In 1991, at 62, he embarked on what he calls his 'second coming' - a return to Southeast Asia and daily journalism. He moved to Singapore, where he worked for the Post, The Australian and London's Daily Telegraph.

He immersed himself in Singapore life until 1995, when the government withdrew his work permit to write for the Post, and he moved to Kuala Lumpur.

Robert Keatley, who retired as the Post's editor a fortnight ago, met Stewart in the mid-1960s and is effusive about his attributes, reliability and respectability among journalists. 'Ian goes back to an era when Asia was full of uncertainty,' he says. 'Nowadays the story is economic and much more predictable.'

The Post's Washington correspondent, Greg Torode - a fellow New Zealander - praises his dealings with people and ability to get a story.

'I am always struck by his gentle, unassuming nature and I'm sure this must have been an asset to his work in a prickly region,' he says.

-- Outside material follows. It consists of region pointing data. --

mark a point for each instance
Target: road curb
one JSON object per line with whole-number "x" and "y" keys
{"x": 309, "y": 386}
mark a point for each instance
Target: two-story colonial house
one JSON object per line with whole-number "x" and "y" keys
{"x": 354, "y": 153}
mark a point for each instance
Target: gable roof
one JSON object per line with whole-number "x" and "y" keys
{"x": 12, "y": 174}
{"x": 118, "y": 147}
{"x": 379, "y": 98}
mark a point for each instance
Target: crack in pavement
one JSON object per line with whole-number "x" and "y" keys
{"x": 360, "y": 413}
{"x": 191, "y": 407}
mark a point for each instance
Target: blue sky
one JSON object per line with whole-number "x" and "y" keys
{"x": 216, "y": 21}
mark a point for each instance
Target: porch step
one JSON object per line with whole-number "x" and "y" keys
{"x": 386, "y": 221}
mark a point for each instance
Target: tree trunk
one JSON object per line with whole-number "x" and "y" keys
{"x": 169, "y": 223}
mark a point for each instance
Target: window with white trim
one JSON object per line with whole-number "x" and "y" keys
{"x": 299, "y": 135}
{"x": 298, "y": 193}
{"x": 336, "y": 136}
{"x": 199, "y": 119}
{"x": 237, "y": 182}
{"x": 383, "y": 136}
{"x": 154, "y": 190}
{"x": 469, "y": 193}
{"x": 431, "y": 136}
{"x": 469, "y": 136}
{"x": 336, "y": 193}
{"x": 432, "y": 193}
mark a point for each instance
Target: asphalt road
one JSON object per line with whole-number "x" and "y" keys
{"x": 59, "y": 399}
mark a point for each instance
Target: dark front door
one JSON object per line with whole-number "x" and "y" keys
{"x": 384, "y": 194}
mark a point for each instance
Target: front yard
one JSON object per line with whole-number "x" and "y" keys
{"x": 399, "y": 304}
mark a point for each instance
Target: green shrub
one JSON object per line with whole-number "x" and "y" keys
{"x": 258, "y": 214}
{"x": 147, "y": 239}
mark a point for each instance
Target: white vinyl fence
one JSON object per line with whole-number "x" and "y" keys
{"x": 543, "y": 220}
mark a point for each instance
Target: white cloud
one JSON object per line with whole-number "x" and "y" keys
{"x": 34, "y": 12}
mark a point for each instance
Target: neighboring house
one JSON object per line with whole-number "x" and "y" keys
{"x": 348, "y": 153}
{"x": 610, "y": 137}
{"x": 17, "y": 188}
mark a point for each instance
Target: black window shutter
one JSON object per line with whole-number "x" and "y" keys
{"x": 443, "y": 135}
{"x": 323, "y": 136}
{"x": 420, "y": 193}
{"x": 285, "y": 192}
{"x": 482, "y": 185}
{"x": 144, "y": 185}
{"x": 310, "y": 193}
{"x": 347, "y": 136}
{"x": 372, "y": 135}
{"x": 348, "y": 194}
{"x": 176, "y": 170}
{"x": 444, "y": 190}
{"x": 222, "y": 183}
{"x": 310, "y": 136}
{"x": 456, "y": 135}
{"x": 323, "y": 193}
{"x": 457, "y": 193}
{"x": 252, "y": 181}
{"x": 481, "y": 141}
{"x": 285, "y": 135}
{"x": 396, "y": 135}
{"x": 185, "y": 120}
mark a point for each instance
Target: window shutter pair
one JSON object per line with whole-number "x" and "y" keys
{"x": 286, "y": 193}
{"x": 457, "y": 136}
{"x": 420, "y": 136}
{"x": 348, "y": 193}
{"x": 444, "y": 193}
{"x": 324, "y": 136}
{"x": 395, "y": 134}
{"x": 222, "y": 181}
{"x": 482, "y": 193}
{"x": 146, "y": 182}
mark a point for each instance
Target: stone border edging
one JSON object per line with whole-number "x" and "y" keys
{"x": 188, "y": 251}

Torode recalls covering with Stewart a quiet meeting of the Association of South-east Asian Nations in Kuala Lumpur.

At one press conference things suddenly brightened, however. Leaders such as Malaysia's Mahathir Mohamad and China's then-premier Qian Qichen used the unexpected absence of US secretary of state Madeleine Albright to take a swipe at Washington's policies. The regional implications were wide and it was a major story. Torode noted his counterpart writing shorthand furiously - far quicker than anyone else in the room. Stewart leaned over and said: 'This one's mine!'

Stewart already has his future planned. He has found a publisher, Allen and Unwin in Australia, for a book on Malaysia, his first published non-fiction work. Stewart is undecided about Malay-sia's future, but can readily pinpoint the problems ahead for its prime minister. 'Mahathir is so focused on the Malays and them not doing what he wants them to - such as working hard - that he's annoyed his devotees of the coalition's dominant partner, the United Malays National Organisation, and is pushing them over to the opposition Parti Islam se-Malaysia,' he says. 'He's very one-eyed on all these questions and it's a problem for Malaysia and his successor.'

You sense he's already written the book in his head - but then that's Stewart, the last of a breed of journalist in Asia that has long gone.

But it's not the end of his name in print. There's certainly analysis and comment on the region he has called home for so long.

The end of an era, yes, but the heralding of Stewart's next coming.